L’uomo era titolare di un patrimonio mobiliare, composto da imbarcazioni e auto d’epoca di pregio, tra cui Ferrari, Rolls Royce, Bentley e Jaguar, e immobiliare con lussuose ville nel rinomato quartiere capitolino dell’Olgiata: circa 40 milioni di euro. Il gip del Tribunale di Roma ha disposto l’affidamento dell’imbarcazione in custodia giudiziale alla Guardia di finanza, che la impiegherà per lo svolgimento di attività di addestramento rivolte al personale del comparto navale organizzate dalla Scuola Nautica di Gaeta.

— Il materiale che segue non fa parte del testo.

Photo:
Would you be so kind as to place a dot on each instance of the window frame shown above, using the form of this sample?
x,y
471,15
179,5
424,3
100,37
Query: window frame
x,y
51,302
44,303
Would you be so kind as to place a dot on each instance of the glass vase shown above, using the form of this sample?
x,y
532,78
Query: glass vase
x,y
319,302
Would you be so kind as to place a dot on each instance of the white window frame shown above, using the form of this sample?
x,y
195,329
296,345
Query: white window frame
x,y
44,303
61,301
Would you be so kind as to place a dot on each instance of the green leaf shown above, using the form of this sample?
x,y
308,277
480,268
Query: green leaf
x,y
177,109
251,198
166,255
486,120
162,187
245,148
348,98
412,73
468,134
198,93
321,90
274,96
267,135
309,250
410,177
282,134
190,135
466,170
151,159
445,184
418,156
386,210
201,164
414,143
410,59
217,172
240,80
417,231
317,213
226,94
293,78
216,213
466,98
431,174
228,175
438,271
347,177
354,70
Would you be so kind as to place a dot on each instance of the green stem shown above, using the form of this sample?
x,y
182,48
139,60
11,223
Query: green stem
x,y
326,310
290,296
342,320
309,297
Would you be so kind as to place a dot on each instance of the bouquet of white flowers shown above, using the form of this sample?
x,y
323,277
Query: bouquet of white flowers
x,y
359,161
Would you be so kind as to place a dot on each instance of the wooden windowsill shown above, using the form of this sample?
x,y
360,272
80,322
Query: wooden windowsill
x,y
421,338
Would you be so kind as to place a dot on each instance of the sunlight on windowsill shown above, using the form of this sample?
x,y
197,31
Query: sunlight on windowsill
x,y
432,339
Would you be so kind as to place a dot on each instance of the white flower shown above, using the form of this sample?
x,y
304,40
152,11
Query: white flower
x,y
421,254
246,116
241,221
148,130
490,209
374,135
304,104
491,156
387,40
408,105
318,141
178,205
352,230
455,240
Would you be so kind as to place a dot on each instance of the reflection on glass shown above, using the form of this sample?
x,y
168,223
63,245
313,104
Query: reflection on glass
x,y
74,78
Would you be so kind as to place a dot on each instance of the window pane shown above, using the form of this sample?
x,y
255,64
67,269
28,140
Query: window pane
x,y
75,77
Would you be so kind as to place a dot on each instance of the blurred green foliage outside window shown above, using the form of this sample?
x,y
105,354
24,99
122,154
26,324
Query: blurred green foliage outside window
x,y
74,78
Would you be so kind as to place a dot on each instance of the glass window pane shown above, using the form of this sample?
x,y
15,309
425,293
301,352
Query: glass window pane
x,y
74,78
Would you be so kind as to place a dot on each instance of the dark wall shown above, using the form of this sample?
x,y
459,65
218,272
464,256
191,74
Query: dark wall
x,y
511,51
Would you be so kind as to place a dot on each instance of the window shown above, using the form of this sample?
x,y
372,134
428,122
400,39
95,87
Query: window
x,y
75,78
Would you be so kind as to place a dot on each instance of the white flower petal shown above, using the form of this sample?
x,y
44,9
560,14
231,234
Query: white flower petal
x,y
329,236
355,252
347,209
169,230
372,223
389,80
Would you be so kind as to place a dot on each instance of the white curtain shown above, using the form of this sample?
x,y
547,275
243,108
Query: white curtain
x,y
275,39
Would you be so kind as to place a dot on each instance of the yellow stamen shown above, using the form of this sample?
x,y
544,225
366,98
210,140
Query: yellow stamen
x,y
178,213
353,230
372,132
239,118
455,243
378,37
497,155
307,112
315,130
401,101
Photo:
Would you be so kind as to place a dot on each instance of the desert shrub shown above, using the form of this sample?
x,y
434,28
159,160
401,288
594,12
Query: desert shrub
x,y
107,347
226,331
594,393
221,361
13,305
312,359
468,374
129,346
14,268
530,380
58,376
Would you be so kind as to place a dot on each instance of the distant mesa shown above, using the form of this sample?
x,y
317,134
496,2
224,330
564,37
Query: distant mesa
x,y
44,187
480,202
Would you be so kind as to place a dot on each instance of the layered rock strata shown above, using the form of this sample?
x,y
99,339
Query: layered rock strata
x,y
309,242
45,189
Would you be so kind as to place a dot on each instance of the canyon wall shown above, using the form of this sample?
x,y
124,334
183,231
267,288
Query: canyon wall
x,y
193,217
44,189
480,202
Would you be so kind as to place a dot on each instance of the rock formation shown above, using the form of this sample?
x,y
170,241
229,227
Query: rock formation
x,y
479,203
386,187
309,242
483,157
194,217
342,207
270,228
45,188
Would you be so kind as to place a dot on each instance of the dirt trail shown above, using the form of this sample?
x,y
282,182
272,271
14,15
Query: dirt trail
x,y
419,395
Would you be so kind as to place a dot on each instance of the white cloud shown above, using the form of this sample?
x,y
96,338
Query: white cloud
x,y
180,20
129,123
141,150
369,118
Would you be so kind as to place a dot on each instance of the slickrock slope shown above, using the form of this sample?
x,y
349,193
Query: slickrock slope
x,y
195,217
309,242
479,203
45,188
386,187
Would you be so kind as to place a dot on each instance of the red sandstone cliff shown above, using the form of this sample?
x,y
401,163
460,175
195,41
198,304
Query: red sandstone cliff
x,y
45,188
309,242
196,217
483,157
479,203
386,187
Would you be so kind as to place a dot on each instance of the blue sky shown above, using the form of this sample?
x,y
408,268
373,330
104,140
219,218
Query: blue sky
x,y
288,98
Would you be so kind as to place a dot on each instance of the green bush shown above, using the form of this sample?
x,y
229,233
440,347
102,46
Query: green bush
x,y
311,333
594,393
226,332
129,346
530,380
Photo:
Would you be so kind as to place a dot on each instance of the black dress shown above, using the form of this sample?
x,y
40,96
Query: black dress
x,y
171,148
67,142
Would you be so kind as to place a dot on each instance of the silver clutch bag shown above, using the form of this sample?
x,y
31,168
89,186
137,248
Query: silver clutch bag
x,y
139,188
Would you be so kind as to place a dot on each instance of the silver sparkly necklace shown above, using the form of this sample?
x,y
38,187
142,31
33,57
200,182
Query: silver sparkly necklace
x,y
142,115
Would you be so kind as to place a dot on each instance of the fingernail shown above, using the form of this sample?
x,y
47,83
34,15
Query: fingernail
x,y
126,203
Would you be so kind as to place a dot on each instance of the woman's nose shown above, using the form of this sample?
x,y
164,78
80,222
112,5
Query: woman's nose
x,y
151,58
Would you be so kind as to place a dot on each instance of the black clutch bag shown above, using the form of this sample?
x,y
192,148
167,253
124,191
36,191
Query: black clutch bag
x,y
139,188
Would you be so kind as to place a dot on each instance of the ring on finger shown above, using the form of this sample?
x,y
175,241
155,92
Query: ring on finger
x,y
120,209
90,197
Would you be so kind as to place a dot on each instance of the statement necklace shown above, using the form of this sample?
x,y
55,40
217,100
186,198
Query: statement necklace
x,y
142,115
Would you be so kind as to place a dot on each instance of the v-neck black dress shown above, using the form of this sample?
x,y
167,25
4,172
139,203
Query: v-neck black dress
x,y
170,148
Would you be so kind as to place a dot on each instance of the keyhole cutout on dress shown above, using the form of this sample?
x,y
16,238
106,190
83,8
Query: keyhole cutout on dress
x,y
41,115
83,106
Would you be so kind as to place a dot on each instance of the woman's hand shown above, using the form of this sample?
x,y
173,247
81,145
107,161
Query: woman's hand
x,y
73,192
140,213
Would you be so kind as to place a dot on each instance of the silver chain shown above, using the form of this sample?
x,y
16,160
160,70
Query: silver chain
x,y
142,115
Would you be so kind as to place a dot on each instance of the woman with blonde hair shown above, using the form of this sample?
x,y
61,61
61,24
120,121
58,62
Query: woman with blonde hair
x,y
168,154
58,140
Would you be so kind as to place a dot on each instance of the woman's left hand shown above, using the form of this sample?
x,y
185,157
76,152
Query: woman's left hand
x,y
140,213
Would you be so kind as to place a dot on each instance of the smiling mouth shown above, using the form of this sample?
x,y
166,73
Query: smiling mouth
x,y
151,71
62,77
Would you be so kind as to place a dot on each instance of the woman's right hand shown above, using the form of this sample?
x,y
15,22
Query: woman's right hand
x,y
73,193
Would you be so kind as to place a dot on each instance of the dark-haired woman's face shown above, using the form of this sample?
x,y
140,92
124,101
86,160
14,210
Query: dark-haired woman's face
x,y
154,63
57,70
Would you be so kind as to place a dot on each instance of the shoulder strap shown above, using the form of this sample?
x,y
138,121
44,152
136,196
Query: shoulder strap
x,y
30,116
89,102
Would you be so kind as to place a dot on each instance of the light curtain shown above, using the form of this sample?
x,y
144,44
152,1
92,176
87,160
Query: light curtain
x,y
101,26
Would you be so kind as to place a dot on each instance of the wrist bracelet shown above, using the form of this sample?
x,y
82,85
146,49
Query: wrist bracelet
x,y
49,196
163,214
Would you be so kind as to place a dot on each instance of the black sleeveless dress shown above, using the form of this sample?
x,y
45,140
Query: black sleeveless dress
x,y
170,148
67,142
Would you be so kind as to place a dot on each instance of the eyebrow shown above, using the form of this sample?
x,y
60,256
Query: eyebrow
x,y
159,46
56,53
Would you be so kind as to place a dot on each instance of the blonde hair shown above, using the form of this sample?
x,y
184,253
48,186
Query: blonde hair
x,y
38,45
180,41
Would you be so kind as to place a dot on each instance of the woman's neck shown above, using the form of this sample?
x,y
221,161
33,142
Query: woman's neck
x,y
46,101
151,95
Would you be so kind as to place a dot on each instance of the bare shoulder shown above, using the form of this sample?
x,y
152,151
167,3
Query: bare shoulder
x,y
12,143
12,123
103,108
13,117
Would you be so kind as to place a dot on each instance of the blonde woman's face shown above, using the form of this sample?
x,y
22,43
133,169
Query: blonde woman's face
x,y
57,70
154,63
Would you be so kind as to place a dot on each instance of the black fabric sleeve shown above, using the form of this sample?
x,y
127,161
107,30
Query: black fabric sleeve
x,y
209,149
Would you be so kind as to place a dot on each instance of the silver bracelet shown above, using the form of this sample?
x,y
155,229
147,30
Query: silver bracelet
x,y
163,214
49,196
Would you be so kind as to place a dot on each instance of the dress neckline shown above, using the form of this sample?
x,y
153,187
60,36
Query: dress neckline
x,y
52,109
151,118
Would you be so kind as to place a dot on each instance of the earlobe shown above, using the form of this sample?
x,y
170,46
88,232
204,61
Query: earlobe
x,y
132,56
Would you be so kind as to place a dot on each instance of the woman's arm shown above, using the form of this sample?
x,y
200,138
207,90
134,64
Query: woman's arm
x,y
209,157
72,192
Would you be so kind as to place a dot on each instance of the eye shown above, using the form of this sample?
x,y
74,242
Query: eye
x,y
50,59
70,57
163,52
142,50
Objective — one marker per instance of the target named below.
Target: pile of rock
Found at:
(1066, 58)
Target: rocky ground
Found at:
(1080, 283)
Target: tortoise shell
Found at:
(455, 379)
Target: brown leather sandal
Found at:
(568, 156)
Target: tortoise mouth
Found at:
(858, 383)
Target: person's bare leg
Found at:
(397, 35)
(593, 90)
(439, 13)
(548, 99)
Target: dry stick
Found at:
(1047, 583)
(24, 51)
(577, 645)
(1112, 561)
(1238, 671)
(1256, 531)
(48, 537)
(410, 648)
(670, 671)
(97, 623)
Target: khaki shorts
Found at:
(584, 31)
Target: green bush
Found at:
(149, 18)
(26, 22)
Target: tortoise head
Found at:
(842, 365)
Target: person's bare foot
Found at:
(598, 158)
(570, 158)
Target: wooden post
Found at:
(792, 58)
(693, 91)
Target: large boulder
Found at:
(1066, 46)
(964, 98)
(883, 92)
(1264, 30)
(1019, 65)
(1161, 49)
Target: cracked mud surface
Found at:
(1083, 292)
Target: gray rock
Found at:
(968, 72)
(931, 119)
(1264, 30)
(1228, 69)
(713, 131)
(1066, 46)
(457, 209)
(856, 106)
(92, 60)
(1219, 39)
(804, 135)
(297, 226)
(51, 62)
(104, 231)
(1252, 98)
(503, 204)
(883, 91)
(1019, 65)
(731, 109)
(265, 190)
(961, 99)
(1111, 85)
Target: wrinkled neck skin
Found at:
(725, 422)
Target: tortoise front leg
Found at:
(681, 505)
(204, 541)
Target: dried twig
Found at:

Il natante era stato spostato dal porto Le Grazie di Porto Venere (SP) a quello iberico di Palma di Maiorca (Spagna), da dove era salpato all’inizio del 2017 verso una destinazione sconosciuta. Gli investigatori del G.I.C.O. di Roma sono riusciti a individuarlo nel mese di aprile dello stesso anno, con l’ausilio del II Reparto del Comando Generale del Corpo e del Servizio per la Cooperazione Internazionale di Polizia del Ministero dell’Interno, presso il porto di Bizerte in Tunisia, dove è rimasto, sotto il controllo e la sorveglianza delle Autorità tunisine, fino a pochi giorni fa.

“Come ricostruito nel corso delle indagini condotte da militari del Nucleo di Polizia Economico-Finanziaria di Roma della Guardia di Finanza nell’operazione “EXODUS”, nonostante avesse fittiziamente spostato la residenza dapprima nel Principato di Monaco e poi a Dubai, era a capo di un’associazione per delinquere che ha gestito una pluralità di società, nazionali ed estere, utilizzate per l’emissione di fatture per operazioni inesistenti per oltre 180 milioni di euro – aventi ad oggetto fantomatiche consulenze e prestazioni di servizi – di cui hanno beneficiato imprenditori: italiani, interessati ad abbattere in modo significativo il reddito imponibile e ottenere liquidità da impiegare al di fuori del circuito bancario, ovvero a costituire disponibilità di denaro occulte oltre confine; stranieri (in prevalenza cinesi), che potevano, in tal modo, esportare capitali verso i Paesi di origine evitando il ricorso agli intermediari finanziari abilitati. Per tali fatti, lui ed altri 4 sodali sono stati destinatari di un’ordinanza di custodia cautelare nel novembre 2018. Il pezzo di maggior pregio dei beni riconducibili al faccendiere – schermati mediante una serie di imprese estere intestate a compiacenti prestanome – è rappresentato proprio dal “Lulworth”, di cui l’imprenditore aveva cercato di far perdere le tracce” – spiega in una nota la GdF.